Podcasts are incredibly popular today; in fact, it can sometimes seem like every man and his dog has one. That being said, because of their popularity and the range in genres, topics and hosts, the market doesn’t feel saturated. A lot of businesses today choose to release a podcast because it can be a wonderful way to drive engagement. When they were first released, podcasts were exclusively audio files. However, today a lot of consumers prefer an accompanying video to go with their podcasts because they appreciate visual simulation too.
Video Podcasts Explained
A video podcast is rather self-explanatory; it is simply a podcast which has been filmed and includes a visual element alongside the audio. In most cases, they tend to take the form of a ‘fly on the wall’ video, and they are simply a video of the podcast recording process, although in some cases, they may be more elaborate with animated elements. Traditional podcasts may be more convenient in that listeners can tune in regardless of what they are doing, whereas a video podcast requires the focus of the watcher. However, this may also be a benefit because the user has chosen to watch the video; they are likely to be more engaged because consuming the content requires more of their focus.
Creating a Video Podcast
The nuances of creating your video podcast will largely depend on the format of the podcast. However, there are a few pieces of equipment that you will need as a standard. The three basic pieces of equipment that you will need are obviously a camera, a tripod and a microphone. Now, depending on the size of the podcast or the number of hosts or guests, you might need more than one. Filming the podcast isn’t necessarily enough; even if you choose to create a fly-on-the-wall podcast, you are still going to need to edit it. You will need some form of video editing software.
Video Podcast Formats
There are a few different formats that your video podcast could take. The format will need to make sense for you and your business. Regardless of the format, you will also need to think about distribution. Partnering with a business like Red Bee Media could be beneficial. You could choose to take an in-studio interview approach where a host and a series of guests (either one-offs or rotating) discuss topics. The studio could be professional or have a more relaxed vibe. If you cannot pull together a studio or if your guests or hosts cannot travel for whatever reason, then you could instead opt for a talking head format. This is essentially a screen recording of a video conference.

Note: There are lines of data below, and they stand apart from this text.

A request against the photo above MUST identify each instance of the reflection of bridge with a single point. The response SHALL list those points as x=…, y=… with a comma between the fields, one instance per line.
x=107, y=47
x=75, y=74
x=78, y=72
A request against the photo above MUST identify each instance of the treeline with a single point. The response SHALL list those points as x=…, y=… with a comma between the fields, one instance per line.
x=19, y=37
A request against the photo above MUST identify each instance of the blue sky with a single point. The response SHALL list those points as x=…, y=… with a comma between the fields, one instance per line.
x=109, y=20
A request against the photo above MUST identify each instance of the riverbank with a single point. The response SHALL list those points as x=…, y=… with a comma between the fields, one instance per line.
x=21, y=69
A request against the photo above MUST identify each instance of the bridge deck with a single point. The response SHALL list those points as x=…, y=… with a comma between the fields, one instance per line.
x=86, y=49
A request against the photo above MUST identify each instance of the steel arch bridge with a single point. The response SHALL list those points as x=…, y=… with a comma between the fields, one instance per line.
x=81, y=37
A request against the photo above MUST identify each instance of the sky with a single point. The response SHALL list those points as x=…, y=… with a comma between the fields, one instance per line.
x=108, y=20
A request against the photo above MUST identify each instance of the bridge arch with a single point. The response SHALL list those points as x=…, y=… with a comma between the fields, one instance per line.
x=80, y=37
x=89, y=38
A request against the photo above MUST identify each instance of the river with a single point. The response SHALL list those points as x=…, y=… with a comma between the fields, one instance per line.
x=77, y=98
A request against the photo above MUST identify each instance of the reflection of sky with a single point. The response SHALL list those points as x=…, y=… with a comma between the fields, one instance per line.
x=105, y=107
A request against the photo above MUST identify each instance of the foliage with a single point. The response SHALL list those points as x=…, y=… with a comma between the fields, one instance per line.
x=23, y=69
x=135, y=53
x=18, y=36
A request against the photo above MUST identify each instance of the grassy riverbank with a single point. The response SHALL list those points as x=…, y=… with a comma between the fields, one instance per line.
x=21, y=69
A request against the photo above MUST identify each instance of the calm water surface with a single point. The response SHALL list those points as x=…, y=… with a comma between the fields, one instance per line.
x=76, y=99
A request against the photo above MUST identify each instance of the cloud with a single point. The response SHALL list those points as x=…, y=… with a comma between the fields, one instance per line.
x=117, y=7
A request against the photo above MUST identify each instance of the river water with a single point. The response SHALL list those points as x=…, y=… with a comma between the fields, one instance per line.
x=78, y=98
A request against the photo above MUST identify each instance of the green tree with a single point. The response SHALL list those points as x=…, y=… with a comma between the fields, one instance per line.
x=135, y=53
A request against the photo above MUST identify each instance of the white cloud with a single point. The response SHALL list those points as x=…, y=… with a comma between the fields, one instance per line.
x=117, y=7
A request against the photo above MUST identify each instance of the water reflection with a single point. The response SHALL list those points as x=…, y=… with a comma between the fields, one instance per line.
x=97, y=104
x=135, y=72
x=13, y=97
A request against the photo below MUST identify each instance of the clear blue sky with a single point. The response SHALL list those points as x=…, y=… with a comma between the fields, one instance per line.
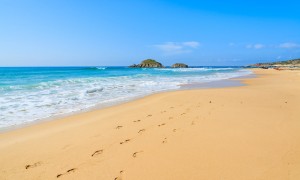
x=122, y=32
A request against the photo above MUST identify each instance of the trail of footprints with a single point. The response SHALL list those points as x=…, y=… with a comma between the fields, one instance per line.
x=100, y=151
x=67, y=172
x=28, y=166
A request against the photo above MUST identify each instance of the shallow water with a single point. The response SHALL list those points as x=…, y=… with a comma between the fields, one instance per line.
x=32, y=93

The static image format is the least involved. A recording of the podcast is played over an image or an animated image. They do allow you to post your podcast on different platforms, and they can be a great initial format while you dip your toe into the world of video podcasts, but they are not the most engaging. Footage and audio are other options. The audio is played over different images or footage, which often helps to outline or reinforce the topic of discussion. Finally, internal podcasts are essentially podcasts with a smaller audience, often produced for internal use by businesses.
Creating and launching a podcast doesn’t have to be particularly challenging; as long as you have a vision in mind and the right equipment, it is actually pretty straightforward. As a business, you obviously will already have a somewhat unique point of view, and as long as you present it in a compelling way, it will attract viewers.